| 12345678910111213141516171819202122232425262728293031323334353637383940414243444546474849505152535455565758596061626364656667686970717273747576777879808182838485868788 |
- Abstract
- This document explains how to tell about how many Tor users there
- are, and how many there are in which country. Statistics are
- involved.
- Motivation
- There are a few reasons we need to keep track of which countries
- Tor users (in aggregate) are coming from:
- - Resource allocation. Knowing about underserved countries with
- lots of users can let us know about where we need to direct
- translation and outreach efforts.
- - Anticensorship. Sudden drops in usage on a national basis can
- indicate the arrival of a censorious firewall.
- - Sponsor outreach and self-evalutation. Many people and
- organizations who are interested in funding The Tor Project's
- work want to know that we're successfully serving parts of the
- world they're interested in, and that efforts to expand our
- userbase are actually succeeding. So, when you come right
- down to it, do we.
- Goals
- We want to know about how many Tor users there are, and which
- countries they're in, even in the presence of a hypothetical
- "directory guard" feature. Some uncertainty is okay, but we'd like
- to be able to put a bound on the uncertainty.

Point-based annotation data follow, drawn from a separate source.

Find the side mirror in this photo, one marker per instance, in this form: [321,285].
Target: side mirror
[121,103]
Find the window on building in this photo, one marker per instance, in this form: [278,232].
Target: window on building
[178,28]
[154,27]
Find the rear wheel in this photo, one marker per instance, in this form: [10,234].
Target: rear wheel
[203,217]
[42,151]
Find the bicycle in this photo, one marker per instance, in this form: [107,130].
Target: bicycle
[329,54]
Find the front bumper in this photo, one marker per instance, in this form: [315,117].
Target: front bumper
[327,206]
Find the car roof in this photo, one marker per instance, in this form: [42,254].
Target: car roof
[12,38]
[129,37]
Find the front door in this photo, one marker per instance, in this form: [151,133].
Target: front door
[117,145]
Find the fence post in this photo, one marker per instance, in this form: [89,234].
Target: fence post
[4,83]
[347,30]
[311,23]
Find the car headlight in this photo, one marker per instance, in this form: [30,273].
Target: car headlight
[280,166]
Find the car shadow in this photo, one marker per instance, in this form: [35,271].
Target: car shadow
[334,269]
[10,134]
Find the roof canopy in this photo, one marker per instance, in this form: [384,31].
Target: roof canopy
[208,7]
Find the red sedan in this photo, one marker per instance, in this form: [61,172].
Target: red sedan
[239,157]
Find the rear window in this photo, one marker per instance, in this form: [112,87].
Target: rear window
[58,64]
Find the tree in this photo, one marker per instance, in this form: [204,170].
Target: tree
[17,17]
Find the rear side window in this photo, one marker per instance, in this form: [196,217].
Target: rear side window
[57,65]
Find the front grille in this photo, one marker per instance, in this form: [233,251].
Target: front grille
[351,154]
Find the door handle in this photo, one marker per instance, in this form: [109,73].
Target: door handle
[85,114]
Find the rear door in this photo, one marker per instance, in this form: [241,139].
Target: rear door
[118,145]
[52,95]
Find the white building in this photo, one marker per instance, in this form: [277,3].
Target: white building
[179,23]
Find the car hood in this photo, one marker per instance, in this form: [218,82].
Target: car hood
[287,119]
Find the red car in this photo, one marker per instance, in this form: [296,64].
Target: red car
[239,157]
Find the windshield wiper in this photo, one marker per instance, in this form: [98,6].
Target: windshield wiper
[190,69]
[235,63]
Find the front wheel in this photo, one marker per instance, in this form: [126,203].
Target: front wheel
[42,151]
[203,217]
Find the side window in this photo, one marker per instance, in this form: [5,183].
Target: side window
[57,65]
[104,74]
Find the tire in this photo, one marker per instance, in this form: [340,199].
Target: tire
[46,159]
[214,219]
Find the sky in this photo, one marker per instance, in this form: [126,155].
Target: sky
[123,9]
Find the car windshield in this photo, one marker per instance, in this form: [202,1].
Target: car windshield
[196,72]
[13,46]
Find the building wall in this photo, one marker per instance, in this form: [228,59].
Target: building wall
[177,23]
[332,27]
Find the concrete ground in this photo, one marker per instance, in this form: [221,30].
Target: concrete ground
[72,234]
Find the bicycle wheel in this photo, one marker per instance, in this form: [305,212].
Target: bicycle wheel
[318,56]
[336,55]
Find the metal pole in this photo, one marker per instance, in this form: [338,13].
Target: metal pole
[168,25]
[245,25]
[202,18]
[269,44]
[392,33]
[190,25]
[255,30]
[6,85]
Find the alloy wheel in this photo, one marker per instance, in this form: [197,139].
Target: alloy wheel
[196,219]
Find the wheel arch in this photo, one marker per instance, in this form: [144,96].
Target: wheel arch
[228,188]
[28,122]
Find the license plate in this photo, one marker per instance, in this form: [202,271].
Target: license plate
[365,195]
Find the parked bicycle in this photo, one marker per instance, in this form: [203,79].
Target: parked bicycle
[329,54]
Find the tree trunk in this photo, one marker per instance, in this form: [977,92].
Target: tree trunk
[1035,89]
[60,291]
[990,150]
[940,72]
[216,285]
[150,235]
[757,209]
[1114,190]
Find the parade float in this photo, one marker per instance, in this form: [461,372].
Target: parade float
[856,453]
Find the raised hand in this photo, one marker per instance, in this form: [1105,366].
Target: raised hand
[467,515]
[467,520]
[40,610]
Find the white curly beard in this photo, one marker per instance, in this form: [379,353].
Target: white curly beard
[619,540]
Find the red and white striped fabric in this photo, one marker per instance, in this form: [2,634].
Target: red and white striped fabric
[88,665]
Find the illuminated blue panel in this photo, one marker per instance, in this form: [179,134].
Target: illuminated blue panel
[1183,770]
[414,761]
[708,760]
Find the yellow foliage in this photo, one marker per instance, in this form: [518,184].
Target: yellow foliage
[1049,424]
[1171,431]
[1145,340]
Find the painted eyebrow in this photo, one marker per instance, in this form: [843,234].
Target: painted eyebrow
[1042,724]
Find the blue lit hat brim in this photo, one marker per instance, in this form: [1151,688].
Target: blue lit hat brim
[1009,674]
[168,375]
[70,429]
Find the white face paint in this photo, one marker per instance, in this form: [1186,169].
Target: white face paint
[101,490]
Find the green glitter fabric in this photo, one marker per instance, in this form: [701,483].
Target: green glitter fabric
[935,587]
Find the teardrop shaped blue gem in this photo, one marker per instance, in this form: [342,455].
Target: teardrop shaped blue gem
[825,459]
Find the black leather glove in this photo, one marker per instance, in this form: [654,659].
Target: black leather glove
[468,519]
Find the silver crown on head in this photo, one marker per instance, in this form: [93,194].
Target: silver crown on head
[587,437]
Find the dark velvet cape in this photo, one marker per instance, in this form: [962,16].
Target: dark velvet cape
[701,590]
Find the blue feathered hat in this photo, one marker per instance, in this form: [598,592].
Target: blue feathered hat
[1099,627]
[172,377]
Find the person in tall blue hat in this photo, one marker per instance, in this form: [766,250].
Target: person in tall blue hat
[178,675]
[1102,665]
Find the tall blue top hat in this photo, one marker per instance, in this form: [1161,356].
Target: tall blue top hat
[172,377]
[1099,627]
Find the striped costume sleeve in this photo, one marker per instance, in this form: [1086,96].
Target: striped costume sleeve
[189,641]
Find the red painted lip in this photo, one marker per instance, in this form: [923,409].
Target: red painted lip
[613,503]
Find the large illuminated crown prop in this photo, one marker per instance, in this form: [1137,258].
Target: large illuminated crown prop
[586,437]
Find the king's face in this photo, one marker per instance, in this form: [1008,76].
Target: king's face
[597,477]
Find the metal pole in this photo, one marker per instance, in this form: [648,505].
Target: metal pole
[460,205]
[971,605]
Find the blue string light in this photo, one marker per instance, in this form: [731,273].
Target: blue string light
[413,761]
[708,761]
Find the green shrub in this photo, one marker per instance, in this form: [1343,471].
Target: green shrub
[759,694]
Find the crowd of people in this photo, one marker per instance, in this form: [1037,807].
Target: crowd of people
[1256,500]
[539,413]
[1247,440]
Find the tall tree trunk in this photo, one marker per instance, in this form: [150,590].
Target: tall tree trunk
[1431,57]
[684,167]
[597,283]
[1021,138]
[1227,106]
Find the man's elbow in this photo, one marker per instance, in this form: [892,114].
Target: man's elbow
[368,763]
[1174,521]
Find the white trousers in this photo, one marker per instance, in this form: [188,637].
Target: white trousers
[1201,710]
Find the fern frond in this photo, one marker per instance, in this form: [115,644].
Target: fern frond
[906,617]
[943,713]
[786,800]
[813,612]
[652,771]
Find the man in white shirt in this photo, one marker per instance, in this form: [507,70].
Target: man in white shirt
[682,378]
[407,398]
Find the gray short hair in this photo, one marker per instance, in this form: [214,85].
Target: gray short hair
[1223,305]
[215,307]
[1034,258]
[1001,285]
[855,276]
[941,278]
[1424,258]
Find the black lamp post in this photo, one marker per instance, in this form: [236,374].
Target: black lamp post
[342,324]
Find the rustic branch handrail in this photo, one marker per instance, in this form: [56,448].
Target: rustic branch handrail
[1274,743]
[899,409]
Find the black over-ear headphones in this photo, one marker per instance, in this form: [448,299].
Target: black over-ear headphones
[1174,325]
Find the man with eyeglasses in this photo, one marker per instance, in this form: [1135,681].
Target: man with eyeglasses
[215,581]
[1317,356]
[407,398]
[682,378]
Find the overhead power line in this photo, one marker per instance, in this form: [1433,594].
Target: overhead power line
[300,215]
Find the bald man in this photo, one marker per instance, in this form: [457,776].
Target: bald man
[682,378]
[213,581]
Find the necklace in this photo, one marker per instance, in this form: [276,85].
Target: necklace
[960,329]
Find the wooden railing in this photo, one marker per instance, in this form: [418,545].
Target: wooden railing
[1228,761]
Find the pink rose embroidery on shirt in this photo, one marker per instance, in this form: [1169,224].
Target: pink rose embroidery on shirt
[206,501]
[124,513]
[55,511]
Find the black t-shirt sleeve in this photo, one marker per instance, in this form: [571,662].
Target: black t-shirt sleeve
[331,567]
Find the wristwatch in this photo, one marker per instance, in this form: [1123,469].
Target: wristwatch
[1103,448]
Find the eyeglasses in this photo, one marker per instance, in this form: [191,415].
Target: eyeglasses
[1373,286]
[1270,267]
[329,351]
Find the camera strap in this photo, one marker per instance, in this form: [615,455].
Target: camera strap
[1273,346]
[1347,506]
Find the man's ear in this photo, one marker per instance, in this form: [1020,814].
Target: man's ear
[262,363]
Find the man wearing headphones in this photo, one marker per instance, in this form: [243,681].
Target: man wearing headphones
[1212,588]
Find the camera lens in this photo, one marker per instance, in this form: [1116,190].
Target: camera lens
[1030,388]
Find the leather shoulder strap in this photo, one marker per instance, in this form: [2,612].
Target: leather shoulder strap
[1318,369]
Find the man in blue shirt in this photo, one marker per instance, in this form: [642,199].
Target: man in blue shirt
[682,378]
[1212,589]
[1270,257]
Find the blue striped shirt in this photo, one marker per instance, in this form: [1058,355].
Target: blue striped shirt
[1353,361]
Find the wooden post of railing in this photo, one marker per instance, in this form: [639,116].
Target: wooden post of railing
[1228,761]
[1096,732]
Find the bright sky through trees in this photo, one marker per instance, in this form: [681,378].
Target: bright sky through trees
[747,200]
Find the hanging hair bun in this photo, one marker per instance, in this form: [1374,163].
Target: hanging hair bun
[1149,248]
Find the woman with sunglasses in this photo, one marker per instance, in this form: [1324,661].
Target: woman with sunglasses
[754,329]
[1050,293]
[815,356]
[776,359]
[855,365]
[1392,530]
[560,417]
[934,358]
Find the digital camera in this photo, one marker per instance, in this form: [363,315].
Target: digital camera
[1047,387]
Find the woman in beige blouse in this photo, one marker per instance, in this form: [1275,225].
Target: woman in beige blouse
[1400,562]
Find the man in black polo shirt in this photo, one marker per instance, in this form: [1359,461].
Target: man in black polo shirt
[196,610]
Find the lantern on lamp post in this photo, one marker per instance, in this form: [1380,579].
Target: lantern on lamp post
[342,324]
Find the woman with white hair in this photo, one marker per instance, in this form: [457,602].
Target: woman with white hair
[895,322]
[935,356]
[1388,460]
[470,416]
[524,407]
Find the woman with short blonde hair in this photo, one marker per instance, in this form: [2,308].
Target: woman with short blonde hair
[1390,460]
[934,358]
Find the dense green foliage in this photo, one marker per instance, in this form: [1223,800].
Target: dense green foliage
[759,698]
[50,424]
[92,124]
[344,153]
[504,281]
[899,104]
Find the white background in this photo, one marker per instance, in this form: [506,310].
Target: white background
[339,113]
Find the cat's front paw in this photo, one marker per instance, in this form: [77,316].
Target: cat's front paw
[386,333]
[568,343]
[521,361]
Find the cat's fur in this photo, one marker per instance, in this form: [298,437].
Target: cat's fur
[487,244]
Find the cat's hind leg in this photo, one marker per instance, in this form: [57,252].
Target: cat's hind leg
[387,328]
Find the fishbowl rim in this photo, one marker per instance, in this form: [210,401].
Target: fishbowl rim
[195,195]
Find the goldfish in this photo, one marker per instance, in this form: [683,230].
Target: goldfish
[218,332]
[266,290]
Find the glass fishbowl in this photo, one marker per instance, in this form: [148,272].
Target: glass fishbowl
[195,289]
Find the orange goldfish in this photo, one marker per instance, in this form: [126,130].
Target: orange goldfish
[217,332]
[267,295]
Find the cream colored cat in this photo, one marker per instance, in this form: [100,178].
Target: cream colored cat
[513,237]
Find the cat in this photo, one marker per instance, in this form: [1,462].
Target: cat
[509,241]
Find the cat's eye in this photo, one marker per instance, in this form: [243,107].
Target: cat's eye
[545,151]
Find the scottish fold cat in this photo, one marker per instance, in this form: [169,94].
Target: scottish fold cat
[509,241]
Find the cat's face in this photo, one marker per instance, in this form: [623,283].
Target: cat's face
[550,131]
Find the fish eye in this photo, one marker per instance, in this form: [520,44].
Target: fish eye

- We need to make sure this information isn't exposed in a way that
- helps an adversary.
- Methods:
- Every client downloads network status documents. There are
- currently three methods (one hypothetical) for clients to get them.
- - 0.1.2.x clients (and earlier) fetch a v2 networkstatus
- document about every NETWORKSTATUS_CLIENT_DL_INTERVAL [30
- minutes].
- - 0.2.0.x clients fetch a v3 networkstatus consensus document
- at a random interval between when their current document is no
- longer freshest, and when their current document is about to
- expire.
- [In both of the above cases, clients choose a directory cache at
- random with odds roughly proportional to its bandwidth.]
- - In some future version, clients will choose directory caches
- to serve as their "directory guards" to avoid profiling
- attacks, similarly to how clients currently start all their
- circuits at guard nodes.
- We assume that a directory cache can tell which of these three
- categories a client is in by the format of its status request.
- A directory cache can be made to count distinct client IP
- addresses that make a certain request of it in a given timeframe.
- For the first two cases, a cache can get a picture of the overall
- number and countries of users in the network by dividing the IP
- count by the probability with which they (as a cache) would be
- chosen. Assuming that our listed bandwidth is such that we expect
- to be chosen with probability P for any given request, and we've
- been counting IPs for long enough that we expect the average
- client to have made N requests, they will have visited us at least
- once with probability P' = 1-(1-P)^N, and so we divide the IP
- counts we've seen by P' for our estimate.
- If directory guards are in use, directory guards get a picture of
- all those users who chose them as a guard when they were listed
- as a good choice for a guard, and who are also on the network
- now. The cleanest data here will come from nodes that were listed
- as good new-guards choices for a while, and have not been so for a
- while longer (to study decay rates); nodes that have been listed
- as good new-guard choices consistently for a long time (to get a
- sample of the network); and nodes that have been listed as good
- new-guard choices only recently (to get a sample of new users and
- users whose guards have died out.)
- Note that these measurements *shouldn't* be taken at directory
- authorities: their picture of the network is too skewed by the
- special cases in which clients fetch from them directly.
|